Like many other pieces of 2007 legislation, Irwin’s bill died. But he says it’s needed to help ensure student safety.
The bill, which he has prefiled for the 2008 session, would allow any student with no prior felony or misdemeanor convictions to bring a gun to campus if he or she secures a gun license, belongs to an ROTC program and completes a gun skills course.
You could guess what the paper’s position is …
Most state campuses ban firearms except for use in ROTC activities – and for good reason. Encouraging more students to pack a gun ups the ante for danger.

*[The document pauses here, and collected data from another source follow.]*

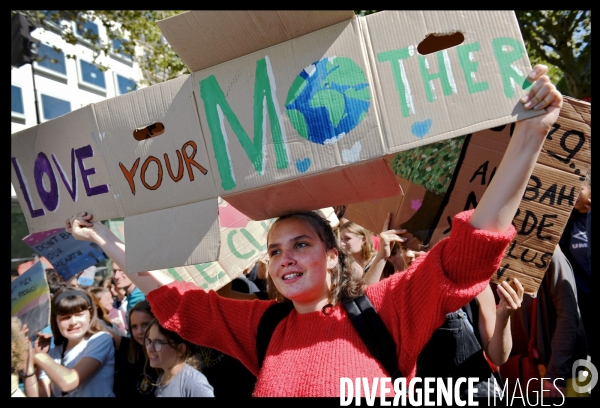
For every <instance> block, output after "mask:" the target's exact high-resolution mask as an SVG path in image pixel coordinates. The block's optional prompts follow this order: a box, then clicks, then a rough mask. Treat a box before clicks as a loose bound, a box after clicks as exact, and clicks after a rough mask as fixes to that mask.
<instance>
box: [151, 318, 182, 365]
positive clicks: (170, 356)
mask: <svg viewBox="0 0 600 408" xmlns="http://www.w3.org/2000/svg"><path fill="white" fill-rule="evenodd" d="M158 342H160V343H161V345H160V351H157V350H156V348H155V344H156V343H158ZM146 343H150V347H147V346H145V347H146V351H147V352H148V360H149V363H150V367H154V368H161V369H163V370H165V371H167V370H170V369H171V368H173V367H174V366H176V365H177V364H179V363H181V362H182V361H183V357H182V356H181V354H180V353H179V351H177V350H176V349H174V348H173V347H171V345H170V344H169V342H168V341H167V338H166V337H165V336H164V335H163V334H162V333H161V332H160V331H159V330H158V326H157V325H152V327H150V328H149V329H148V335H147V336H146V340H145V344H146Z"/></svg>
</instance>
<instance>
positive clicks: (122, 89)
mask: <svg viewBox="0 0 600 408" xmlns="http://www.w3.org/2000/svg"><path fill="white" fill-rule="evenodd" d="M116 76H117V90H118V94H119V95H123V94H126V93H128V92H131V91H135V90H136V89H137V83H136V82H135V81H134V80H133V79H129V78H125V77H124V76H121V75H119V74H116Z"/></svg>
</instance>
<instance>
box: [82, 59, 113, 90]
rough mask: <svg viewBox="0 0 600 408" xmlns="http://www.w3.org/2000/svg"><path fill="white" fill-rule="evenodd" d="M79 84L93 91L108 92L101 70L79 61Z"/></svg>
mask: <svg viewBox="0 0 600 408" xmlns="http://www.w3.org/2000/svg"><path fill="white" fill-rule="evenodd" d="M78 62H79V64H78V67H79V70H78V72H77V73H78V75H79V84H80V85H82V86H85V87H88V88H91V89H92V90H96V91H100V92H106V81H105V79H104V72H102V71H101V70H100V68H98V67H97V66H96V65H94V64H92V63H90V62H87V61H84V60H82V59H79V61H78Z"/></svg>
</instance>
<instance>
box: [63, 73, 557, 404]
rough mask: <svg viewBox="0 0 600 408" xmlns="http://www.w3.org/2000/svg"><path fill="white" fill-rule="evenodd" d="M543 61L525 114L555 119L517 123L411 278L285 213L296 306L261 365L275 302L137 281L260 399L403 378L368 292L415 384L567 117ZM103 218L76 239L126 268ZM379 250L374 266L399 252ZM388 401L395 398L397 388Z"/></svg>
mask: <svg viewBox="0 0 600 408" xmlns="http://www.w3.org/2000/svg"><path fill="white" fill-rule="evenodd" d="M547 71H548V68H547V67H546V66H543V65H537V66H536V67H534V69H533V70H532V72H531V73H530V74H529V76H528V81H530V82H531V83H532V85H531V88H530V91H529V92H528V94H527V95H526V96H524V97H523V99H522V100H521V102H522V103H524V107H525V108H526V109H535V110H540V109H545V113H543V114H541V115H539V116H536V117H532V118H528V119H525V120H521V121H518V122H517V123H516V126H515V130H514V133H513V136H512V138H511V141H510V143H509V146H508V148H507V151H506V153H505V155H504V157H503V160H502V163H501V164H500V166H499V167H498V169H497V171H496V175H495V176H494V178H493V180H492V181H491V183H490V185H489V186H488V188H487V190H486V192H485V194H484V195H483V196H482V198H481V200H480V202H479V205H478V206H477V208H476V209H474V210H470V211H465V212H462V213H459V214H457V215H456V217H455V218H454V221H453V228H452V233H451V234H450V236H449V237H448V238H446V239H444V240H442V241H440V242H438V243H437V244H436V245H435V246H434V247H433V248H432V249H431V250H430V251H429V252H428V253H427V255H425V256H422V257H421V258H419V259H417V260H416V261H415V262H414V263H413V265H411V267H410V268H409V269H408V270H407V271H406V272H405V273H402V274H396V275H394V276H392V277H390V278H389V279H384V280H382V281H380V282H377V283H375V284H373V285H370V286H369V287H366V288H365V286H364V283H363V282H362V281H361V280H360V279H356V278H354V279H353V278H352V269H351V261H352V260H351V259H350V258H349V257H348V256H347V255H346V253H345V252H344V251H342V250H340V248H339V246H338V241H337V239H336V236H335V234H334V233H333V230H332V228H331V226H330V224H329V223H328V222H327V220H325V219H324V218H322V217H321V216H319V215H318V214H316V213H313V212H299V213H292V214H288V215H284V216H282V217H279V218H278V219H277V221H275V222H274V223H273V224H272V226H271V228H270V230H269V233H268V237H267V251H268V254H269V265H268V272H269V285H268V286H269V289H270V290H274V291H276V292H277V293H276V296H277V297H276V298H277V299H278V300H280V301H285V302H291V303H292V304H293V309H292V310H291V312H289V314H288V315H287V316H286V317H285V318H284V319H283V320H281V322H280V323H279V324H278V326H277V328H276V329H275V331H274V332H273V336H272V338H271V340H270V342H269V344H268V348H267V350H266V354H265V357H264V360H263V362H262V366H260V367H259V358H258V356H257V353H256V347H255V345H256V336H257V331H258V326H259V323H260V321H261V318H262V316H263V314H264V313H265V311H266V310H267V309H269V308H270V307H271V305H272V304H274V302H275V301H274V300H252V301H240V300H235V299H227V298H223V297H221V296H219V295H218V294H217V293H216V292H214V291H209V292H208V293H207V292H205V291H204V290H203V289H201V288H198V287H197V286H195V285H193V284H191V283H188V282H174V281H172V282H171V283H169V284H165V283H166V282H165V279H166V278H163V277H162V276H161V275H160V274H158V273H152V272H151V273H144V274H143V275H142V276H137V275H135V274H131V275H130V276H131V279H134V280H135V281H136V285H137V286H138V287H139V288H140V290H142V291H143V292H149V293H148V295H147V299H148V301H149V302H150V304H151V305H152V310H153V311H154V313H155V316H156V317H157V318H158V320H159V322H160V324H161V326H163V327H165V328H167V329H169V330H172V331H175V332H177V333H178V334H179V335H180V336H181V337H183V338H185V339H188V340H190V341H192V342H193V343H195V344H200V345H204V346H207V347H212V348H216V349H218V350H220V351H222V352H223V353H226V354H229V355H231V356H233V357H235V358H237V359H238V360H240V361H241V362H242V363H243V364H244V365H245V366H246V367H247V368H248V369H249V370H250V371H251V372H252V373H253V374H255V375H256V376H257V382H256V387H255V389H254V394H253V396H256V397H264V396H288V397H292V396H293V397H338V398H339V397H340V395H341V390H342V387H341V383H342V381H341V378H343V377H346V378H351V379H355V378H369V379H373V378H382V377H390V375H393V374H392V373H389V371H388V370H386V369H385V368H384V367H383V365H382V364H381V363H380V362H379V361H378V359H377V358H376V357H374V356H373V355H372V354H371V352H370V351H369V349H368V348H367V346H366V345H365V343H364V342H363V340H362V339H361V337H360V335H359V334H358V332H357V330H356V329H355V328H354V326H353V323H352V320H351V318H350V316H349V315H348V313H347V312H346V309H345V308H344V306H343V305H344V301H346V300H351V299H355V298H360V297H361V295H362V294H363V293H366V295H367V297H368V299H369V300H370V302H371V303H372V305H373V307H374V309H375V311H376V312H377V314H378V315H379V316H380V317H381V319H382V321H383V323H384V324H385V327H386V328H387V329H388V331H389V334H390V335H391V337H392V338H393V340H394V343H395V345H396V350H395V351H396V356H397V360H396V363H397V364H396V365H397V367H398V368H399V369H400V372H401V374H402V375H403V376H405V377H406V380H407V382H409V381H410V380H411V379H412V378H414V377H415V375H416V368H417V357H418V355H419V353H420V351H421V350H422V348H423V347H424V346H425V344H426V343H427V341H428V340H429V338H430V336H431V334H432V333H433V332H434V330H435V329H437V328H438V327H439V326H440V325H441V324H442V323H443V321H444V318H445V315H446V314H447V313H451V312H453V311H456V310H457V309H458V308H460V307H461V306H463V305H464V304H466V303H468V302H469V301H470V300H471V299H473V298H474V297H475V296H476V295H477V294H478V293H480V292H481V291H482V290H483V289H484V288H485V286H486V285H487V283H488V282H489V279H490V277H491V276H492V274H493V273H494V272H495V271H496V270H497V268H498V267H499V265H500V261H501V260H502V258H503V257H504V253H505V250H506V248H507V246H508V244H509V243H510V242H511V241H512V239H513V238H514V236H515V234H516V230H515V227H514V226H513V225H512V224H511V222H512V220H513V218H514V215H515V213H516V211H517V209H518V206H519V203H520V201H521V197H522V196H523V193H524V191H525V188H526V186H527V182H528V180H529V177H530V175H531V173H532V171H533V168H534V165H535V163H536V160H537V158H538V155H539V153H540V151H541V148H542V145H543V143H544V139H545V137H546V135H547V133H548V131H549V130H550V128H551V126H552V124H553V123H554V122H556V119H557V118H558V114H559V111H560V108H561V107H562V95H561V94H560V92H559V91H558V90H556V87H555V86H554V85H552V84H551V83H550V80H549V78H548V77H547V76H546V73H547ZM92 219H93V215H92V214H88V213H85V212H81V213H78V214H77V215H75V216H74V217H72V218H71V219H68V220H67V221H66V223H65V228H66V230H67V232H69V233H71V234H73V236H74V237H75V238H76V239H79V240H87V241H91V242H94V243H97V244H98V245H100V246H101V247H102V249H103V250H104V252H105V253H106V254H107V255H108V256H109V257H110V258H111V259H113V260H115V261H116V262H117V263H118V264H119V265H122V266H123V268H124V269H126V262H125V245H124V243H123V242H122V241H120V240H119V239H118V238H117V237H116V236H115V235H114V234H113V233H112V232H111V231H110V230H109V229H108V228H107V227H105V226H104V225H103V224H102V223H101V222H92ZM403 232H404V230H389V231H387V233H388V234H389V235H390V238H389V241H390V242H403V241H404V240H405V239H404V238H402V237H401V236H400V235H399V234H402V233H403ZM389 251H390V248H389V243H387V244H385V245H384V243H383V242H382V244H381V245H380V248H379V251H378V254H377V256H376V259H375V260H374V264H373V266H372V267H374V266H375V265H376V264H377V263H379V262H385V258H386V257H387V256H389ZM389 395H393V391H390V393H389Z"/></svg>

Not only does it heighten the possibility of an accidental shooting, but it also raises the risk that a person with mental or emotional problems would use a gun.
Irwin, you will recall, made national headlines when he wrote in his column that he believes the hurricanes that hit New Orleans were sent by God to punish people for sin, gambling and wickedness. Lawmakers considering his misguided guns-on-campus bill ought to keep that in mind, as well.
That last part is what I lake to call ad hominem. The editorial uses a piece of information that is outside the scope of the current discussion as a way of prejudicing the readers against Erwin’s proposal. Classy.
Their argument is of course absurd. The school shooting they mentioned (along with every other one I can think of) was perpetrated on a campus that did not allow responsible individuals to carry firearms. Gun bans do nothing to prevent individuals with criminal intent, regardless of their psychological state, from carrying out acts of considerable violence. What gun bans do accomplish is that they put law abiding gun owners (and everyone else) in a vulnerable situation where they cannot defend themselves against an attacker. They can only cower behind thin desks or be lined up against a wall waiting to be executed while waiting for law enforcement officers to arrive – and even then the officers have to enter the area in a deliberate manner.
The weekend’s shootings in Colorado by a young man who violently expressed his disdain for Christianity highlighted how having armed, responsible people on the scene can save lives in an assault situation. Possibly 100 lives.
Erwin’s bill deserves careful consideration instead of reflexive demagoguery. His bill only allows for properly trained ROTC students with a clean criminal background to carry on campus. Think about that. These are the men and women who, in less than four years, will be in control of far more firepower than any civilian in this country can ever get their hands on. These are the men and women who will be thrust into high pressure life and death situations in foreign countries. These are future officers in the world’s most advanced military. Is the Tuscaloosa News really suggesting that these individuals can’t be trusted to carry around their own privately owned weapons in public for fear of them succumbing to their own incompetence, malice, or emotional fragility? Give me a break. Their well oiled, standard response to Erwin’s bill shows that they either didn’t think about how it applies to this specific situation or that they hold the men and women in our military in extremely low regard. I hope it is the former.
Note: The Tuscaloosa News article misspelled Sen. Hank Erwin’s last name. I originally did the same (not the first time). Since corrected.